Lesson 4e - Data Frames
Data frames are the last type of container that we’ll be covering.
Table of Contents
Lesson Objectives
- Use data frames to create two dimensional containers with elements of multiple data types
What is a Data Frame?
A data frame is another type of container that can contain elements of different data types, like lists. However, data in the same column must have the same data type. They are also two dimensional, like matrices.
Creating a Data Frame
The format to create a data frame is the following:
myDataFrame = data.frame(
columnName1 = c(value, value1, value2, ...),
columnName2 = c(value3, value4, value5, ...),
... # and so on
)
Data frames behave a lot like tables, or Excel sheets.
Input
myDataFrame = data.frame(
name = c("Hannah", "John", "Mohammad", "Maria"),
age = c(18, 19, 18, 18),
faculty = c("Engineering", "Humanities", "Social Sciences", "Humanities")
)
myDataFrame
Output
name age faculty
1 Hannah 18 Engineering
2 John 19 Humanities
3 Mohammad 18 Social Sciences
4 Maria 18 Humanities
You can also use the View()
function to open the data frame as a seperate tab.
Input
myDataFrame = data.frame(
name = c("Hannah", "John", "Mohammad", "Maria"),
age = c(18, 19, 18, 18),
faculty = c("Engineering", "Humanities", "Social Sciences", "Humanities")
)
View(myDataFrame) # Take note of the capital V in "View"
Output
Accessing Items in a Data Frame
Just like lists, data frames return data differently if you use [
compared to [[
.
Input
myDataFrame = data.frame(
name = c("Hannah", "John", "Mohammad", "Maria"),
age = c(18, 19, 18, 18),
faculty = c("Engineering", "Humanities", "Social Sciences", "Humanities")
)
# accessing with a single [ returns a new data frame.
myDataFrame["name"]
Output
name
1 Hannah
2 John
3 Mohammad
4 Maria
Using [[
returns a vector of the column rather than a data frame.
Input
myDataFrame = data.frame(
name = c("Hannah", "John", "Mohammad", "Maria"),
age = c(18, 19, 18, 18),
faculty = c("Engineering", "Humanities", "Social Sciences", "Humanities")
)
# accessing with a single [ returns a new data frame.
myDataFrame[["name"]]
Output
[1] "Hannah" "John" "Mohammad" "Maria"
Accessing Items like a Matrix
You can also access items using the matrix notation.
myDataFrame = data.frame(
name = c("Hannah", "John", "Mohammad", "Maria"),
age = c(18, 19, 18, 18),
faculty = c("Engineering", "Humanities", "Social Sciences", "Humanities")
)
myDataFrame[1,"age"] # gets the first item in the "age" column
myDataFrame[2,"name"] # gets the second item in the "name" column
myDataFrame[2,] # gets all items in row 2 as a data frame
myDataFrame[,"age"] # gets all items in column 2 as a vector
myDataFrame[2,, drop=FALSE] # gets all items in row 2 as a data frame
myDataFrame[,"age", drop=FALSE] # gets all items in column 2 as a data frame
myDataFrame[c(1,2),] # gets all items in rows 1 and 2 ]

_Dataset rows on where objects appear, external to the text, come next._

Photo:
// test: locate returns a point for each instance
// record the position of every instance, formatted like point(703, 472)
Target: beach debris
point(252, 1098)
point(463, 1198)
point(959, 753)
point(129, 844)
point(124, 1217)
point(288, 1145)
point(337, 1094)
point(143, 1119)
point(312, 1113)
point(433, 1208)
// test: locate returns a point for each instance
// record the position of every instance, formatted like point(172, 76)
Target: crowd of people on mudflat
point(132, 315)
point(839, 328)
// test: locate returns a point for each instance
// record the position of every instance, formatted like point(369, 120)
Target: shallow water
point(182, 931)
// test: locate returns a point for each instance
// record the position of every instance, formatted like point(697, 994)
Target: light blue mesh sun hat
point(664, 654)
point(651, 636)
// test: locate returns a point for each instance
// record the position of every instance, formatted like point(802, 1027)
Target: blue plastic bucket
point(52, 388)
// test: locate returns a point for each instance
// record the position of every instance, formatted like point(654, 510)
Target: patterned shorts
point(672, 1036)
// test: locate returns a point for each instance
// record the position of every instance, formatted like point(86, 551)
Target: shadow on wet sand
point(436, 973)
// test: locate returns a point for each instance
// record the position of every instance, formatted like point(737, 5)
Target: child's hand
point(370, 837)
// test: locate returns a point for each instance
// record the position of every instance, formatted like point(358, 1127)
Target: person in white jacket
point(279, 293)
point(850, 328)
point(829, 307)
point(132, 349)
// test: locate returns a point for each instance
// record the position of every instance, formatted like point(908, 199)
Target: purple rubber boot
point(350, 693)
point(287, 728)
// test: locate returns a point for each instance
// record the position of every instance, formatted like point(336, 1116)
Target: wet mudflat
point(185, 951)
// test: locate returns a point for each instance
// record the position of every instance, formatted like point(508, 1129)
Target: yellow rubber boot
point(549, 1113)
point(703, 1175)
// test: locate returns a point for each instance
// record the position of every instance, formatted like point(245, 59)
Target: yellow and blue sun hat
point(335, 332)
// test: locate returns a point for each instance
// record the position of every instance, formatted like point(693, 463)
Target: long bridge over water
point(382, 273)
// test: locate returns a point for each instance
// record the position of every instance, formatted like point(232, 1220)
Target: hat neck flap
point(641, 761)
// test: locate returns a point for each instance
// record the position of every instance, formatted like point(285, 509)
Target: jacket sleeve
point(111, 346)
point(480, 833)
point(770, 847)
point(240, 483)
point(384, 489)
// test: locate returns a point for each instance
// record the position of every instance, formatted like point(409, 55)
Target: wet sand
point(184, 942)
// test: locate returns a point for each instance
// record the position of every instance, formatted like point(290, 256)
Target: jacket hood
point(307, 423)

myDataFrame[,"age"] # gets all items except in column "age"
myDataFrame[,] # gets all items
You can also refer to the columns by number (based on the order they come in).
myDataFrame = data.frame(
name = c("Hannah", "John", "Mohammad", "Maria"),
age = c(18, 19, 18, 18),
faculty = c("Engineering", "Humanities", "Social Sciences", "Humanities")
)
myDataFrame[,1] # gets all items in the "name" column, because it's the first column
Modifying Values in a Data Frame
Modifying values in a data frame works just like any other container.
Input
myDataFrame = data.frame(
name = c("Hannah", "John", "Mohammad", "Maria"),
age = c(18, 19, 18, 18),
faculty = c("Engineering", "Humanities", "Social Sciences", "Humanities")
)
myDataFrame[3, "age"] = 19
myDataFrame
Output
name age faculty
1 Hannah 18 Engineering
2 John 19 Humanities
3 Mohammad 19 Social Sciences
4 Maria 18 Humanities
Adding Rows and Columns to a Data Frame
Just like matrices, you can add rows and columns to a data frame using the cbind()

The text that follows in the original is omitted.